How Marketing Can Help
So, the marketing’s job is to help from its place: revamping employee-centric communications, highlighting values, fostering best practices for in-house messaging, and convincing all departments about the importance of branding for employees. Getting all of those right can be a tall order, but with a strategic plan in place, you can certainly achieve them.
Here are some suggestions:
- Adjust your communications to give some space to your employee-centric initiatives. Maybe you have a diversity program, have an in-house talent contest, or provide a unique perk. Whatever it is, make sure it’s visible, because all of it will humanize your brand while also showing that the company cares about its employees.
- Create marketing campaigns around your employees. We’re living in the age of stories, so you definitely have to leverage that. Using your happiest employees, you can showcase what working at your company looks like. They can share their stories, answer questions in a live streaming event, refer candidates, or do any other initiative you can think of.
- Get all departments to help with marketing. While the marketing department is in charge of everything marketing-related, all departments are responsible for building the brand’s image. That’s why the marketing department should cooperate with all areas, sharing data about initiatives, aligning the messaging all across the board, and even encouraging other departments to help with recruiting.

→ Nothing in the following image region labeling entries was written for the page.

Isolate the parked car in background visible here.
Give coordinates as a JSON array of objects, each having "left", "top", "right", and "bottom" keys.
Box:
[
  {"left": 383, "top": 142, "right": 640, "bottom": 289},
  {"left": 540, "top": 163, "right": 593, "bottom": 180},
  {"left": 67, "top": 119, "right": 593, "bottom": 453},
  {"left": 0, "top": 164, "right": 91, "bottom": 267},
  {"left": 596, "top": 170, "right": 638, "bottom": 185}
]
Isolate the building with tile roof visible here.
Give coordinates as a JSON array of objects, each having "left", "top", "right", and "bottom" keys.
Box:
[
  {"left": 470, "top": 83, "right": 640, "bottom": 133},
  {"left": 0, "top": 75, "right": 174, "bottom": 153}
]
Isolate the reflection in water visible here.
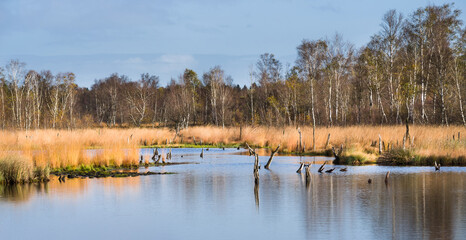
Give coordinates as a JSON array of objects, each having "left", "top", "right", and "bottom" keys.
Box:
[
  {"left": 0, "top": 183, "right": 44, "bottom": 203},
  {"left": 0, "top": 149, "right": 466, "bottom": 239}
]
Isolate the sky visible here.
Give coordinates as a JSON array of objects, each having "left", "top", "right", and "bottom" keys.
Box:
[{"left": 0, "top": 0, "right": 466, "bottom": 87}]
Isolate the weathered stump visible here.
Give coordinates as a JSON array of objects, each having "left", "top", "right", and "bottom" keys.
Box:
[{"left": 265, "top": 144, "right": 280, "bottom": 169}]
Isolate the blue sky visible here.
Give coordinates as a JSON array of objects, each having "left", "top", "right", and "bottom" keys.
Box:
[{"left": 0, "top": 0, "right": 466, "bottom": 86}]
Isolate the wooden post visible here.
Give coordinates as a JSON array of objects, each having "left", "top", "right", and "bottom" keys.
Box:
[
  {"left": 254, "top": 181, "right": 259, "bottom": 208},
  {"left": 154, "top": 155, "right": 162, "bottom": 164},
  {"left": 324, "top": 133, "right": 330, "bottom": 149},
  {"left": 298, "top": 128, "right": 303, "bottom": 152},
  {"left": 332, "top": 144, "right": 343, "bottom": 164},
  {"left": 253, "top": 154, "right": 260, "bottom": 184},
  {"left": 265, "top": 144, "right": 280, "bottom": 169},
  {"left": 379, "top": 134, "right": 382, "bottom": 154},
  {"left": 305, "top": 165, "right": 311, "bottom": 183},
  {"left": 296, "top": 163, "right": 304, "bottom": 173},
  {"left": 317, "top": 161, "right": 327, "bottom": 173},
  {"left": 152, "top": 148, "right": 158, "bottom": 162},
  {"left": 434, "top": 161, "right": 440, "bottom": 171},
  {"left": 246, "top": 143, "right": 256, "bottom": 156},
  {"left": 239, "top": 125, "right": 243, "bottom": 140}
]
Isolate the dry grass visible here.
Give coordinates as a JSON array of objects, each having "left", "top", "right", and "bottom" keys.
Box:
[{"left": 0, "top": 126, "right": 466, "bottom": 168}]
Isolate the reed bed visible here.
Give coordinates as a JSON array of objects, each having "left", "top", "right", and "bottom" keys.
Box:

- Go beyond branding. While all the above is essential for any marketing department looking to improve a company’s recruitment and retention, it might not be enough. Changes in corporate culture and the working environment need input from others, especially the C-level executives. In that context, the marketing department can lead the way, showing what competitors are offering, what top talent is looking for, and what the company’s employees are saying about potential improvements.
As you can see, marketing is more than just selling products and bringing in new customers. It can certainly help in building the brand that both potential and actual employees will perceive. That’s nothing to scoff at, because how people perceive you can make or break your recruitment and retention initiatives.
And while you might be tempted to leave both of those things in the hands of the HR department, the reality is that making the effort is truly worth it. In fact, it can reward you with lower employee turnover rates and growing interest of the top talent in working with you. What’s more, you’ll be contributing to the redefinition of what marketing is all about and helping usher in the considerations all businesses need to take regarding their workforce.